Radiation-induced rhinosinusitis occurs during radiotherapy and can last for months or even years after radiotherapy. A mixture of cellular outcomes caused by ionizing radiation and persistent damage of the epithelial and submucosal tissues after the treatment result from the radiotherapy itself. Endoscopic sinus surgery improves symptoms but can be accompanied by intraoperative and postoperative complications. Nasal irrigation, steroids, and antibiotics appear to reduce inflammation and relieve symptoms to a certain extent. Studies on other potentially useful drugs are underway and in the exploration stage, without clinical application.

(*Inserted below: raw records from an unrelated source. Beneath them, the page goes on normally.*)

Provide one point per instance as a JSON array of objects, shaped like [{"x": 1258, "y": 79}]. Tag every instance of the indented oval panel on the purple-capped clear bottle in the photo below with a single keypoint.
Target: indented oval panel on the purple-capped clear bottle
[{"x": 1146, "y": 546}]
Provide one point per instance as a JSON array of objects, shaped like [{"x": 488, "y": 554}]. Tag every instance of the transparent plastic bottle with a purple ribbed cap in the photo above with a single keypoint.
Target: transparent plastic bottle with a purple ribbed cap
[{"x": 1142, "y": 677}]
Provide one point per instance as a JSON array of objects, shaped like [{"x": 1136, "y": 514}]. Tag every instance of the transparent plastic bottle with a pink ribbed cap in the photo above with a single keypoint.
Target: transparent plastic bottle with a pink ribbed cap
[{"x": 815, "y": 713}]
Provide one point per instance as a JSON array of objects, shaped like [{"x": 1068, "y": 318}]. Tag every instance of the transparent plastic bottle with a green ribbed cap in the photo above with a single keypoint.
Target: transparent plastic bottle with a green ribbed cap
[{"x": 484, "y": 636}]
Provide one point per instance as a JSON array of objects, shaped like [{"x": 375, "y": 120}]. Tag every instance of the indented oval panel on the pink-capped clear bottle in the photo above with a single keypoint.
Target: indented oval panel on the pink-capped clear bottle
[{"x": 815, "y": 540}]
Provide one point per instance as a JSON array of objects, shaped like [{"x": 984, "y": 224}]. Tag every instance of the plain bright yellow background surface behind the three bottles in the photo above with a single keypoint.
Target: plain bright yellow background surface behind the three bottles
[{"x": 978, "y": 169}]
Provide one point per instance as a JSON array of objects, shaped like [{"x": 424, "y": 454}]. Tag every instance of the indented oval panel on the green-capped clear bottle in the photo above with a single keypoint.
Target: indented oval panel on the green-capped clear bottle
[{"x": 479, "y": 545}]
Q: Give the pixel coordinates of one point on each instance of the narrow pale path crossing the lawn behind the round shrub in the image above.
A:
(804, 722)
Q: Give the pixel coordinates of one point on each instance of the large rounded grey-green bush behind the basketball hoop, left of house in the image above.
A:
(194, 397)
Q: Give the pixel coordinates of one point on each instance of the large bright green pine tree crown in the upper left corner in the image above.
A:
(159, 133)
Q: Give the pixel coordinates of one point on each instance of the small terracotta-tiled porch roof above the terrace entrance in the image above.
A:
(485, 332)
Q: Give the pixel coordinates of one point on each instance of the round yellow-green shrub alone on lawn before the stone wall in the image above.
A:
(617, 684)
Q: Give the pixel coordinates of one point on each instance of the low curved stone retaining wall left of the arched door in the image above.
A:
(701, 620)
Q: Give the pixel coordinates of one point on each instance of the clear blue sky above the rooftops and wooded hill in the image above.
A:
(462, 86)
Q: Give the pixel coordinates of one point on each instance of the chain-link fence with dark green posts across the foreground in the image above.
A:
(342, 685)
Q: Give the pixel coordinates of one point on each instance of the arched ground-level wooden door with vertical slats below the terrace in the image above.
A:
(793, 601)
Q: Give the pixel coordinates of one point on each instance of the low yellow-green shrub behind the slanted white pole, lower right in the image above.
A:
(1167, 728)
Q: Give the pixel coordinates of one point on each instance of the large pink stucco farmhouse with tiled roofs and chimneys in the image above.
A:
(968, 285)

Despite its high incidence, radiation-induced rhinosinusitis is a type of dose-limiting toxicity that theoretically does not produce fatal effects at controlled doses and with adequate follow-up care. In moderate-to-severe cases, toxicity may be present. Currently, radiation-induced rhinosinusitis has potential prevention and treatment strategies. However, no unified management protocol has shown significant improvement in radiation-induced rhinosinusitis. Further research is necessary.
放射性鼻窦炎是头颈部恶性肿瘤患者重要的剂量限制反应。与放疗期间或放疗后的口腔黏膜炎不同,放射性鼻窦炎在临床实践中容易被忽视,且很少纳入实验研究。在此,我们回顾了迄今为止关于放射性鼻窦炎的文献。
通过使用来自PubMed的开放关键词进行详细检索,并人工检索已识别文章的参考文献列表,确定1995年至2022年间发表的相关研究。检索的关键词为“电离辐射”“放射治疗”“调强放射治疗”“头颈部肿瘤”“鼻咽癌”“鼻黏膜上皮”“辐射损伤”和“放射性鼻窦炎”。纳入明确阐述放射性鼻窦炎发病机制、临床表现、预测因素、治疗和预后的全文文章。
放射性鼻窦炎在放疗期间发生,放疗后可持续数月甚至数年。放疗本身导致电离辐射引起的一系列细胞反应以及治疗后上皮和黏膜下组织的持续损伤。鼻内镜鼻窦手术可改善症状,但可能伴有术中及术后并发症。鼻腔冲洗、类固醇和抗生素似乎能在一定程度上减轻炎症并缓解症状。关于其他潜在有用药物的研究正在进行且处于探索阶段,尚未应用于临床。
尽管放射性鼻窦炎发病率高,但它是一种剂量限制毒性,理论上在控制剂量并给予充分随访护理的情况下不会产生致命影响。在中重度病例中,可能存在毒性。目前,放射性鼻窦炎有潜在的预防和治疗策略。然而,尚无统一的管理方案能显著改善放射性鼻窦炎。有必要进一步开展研究。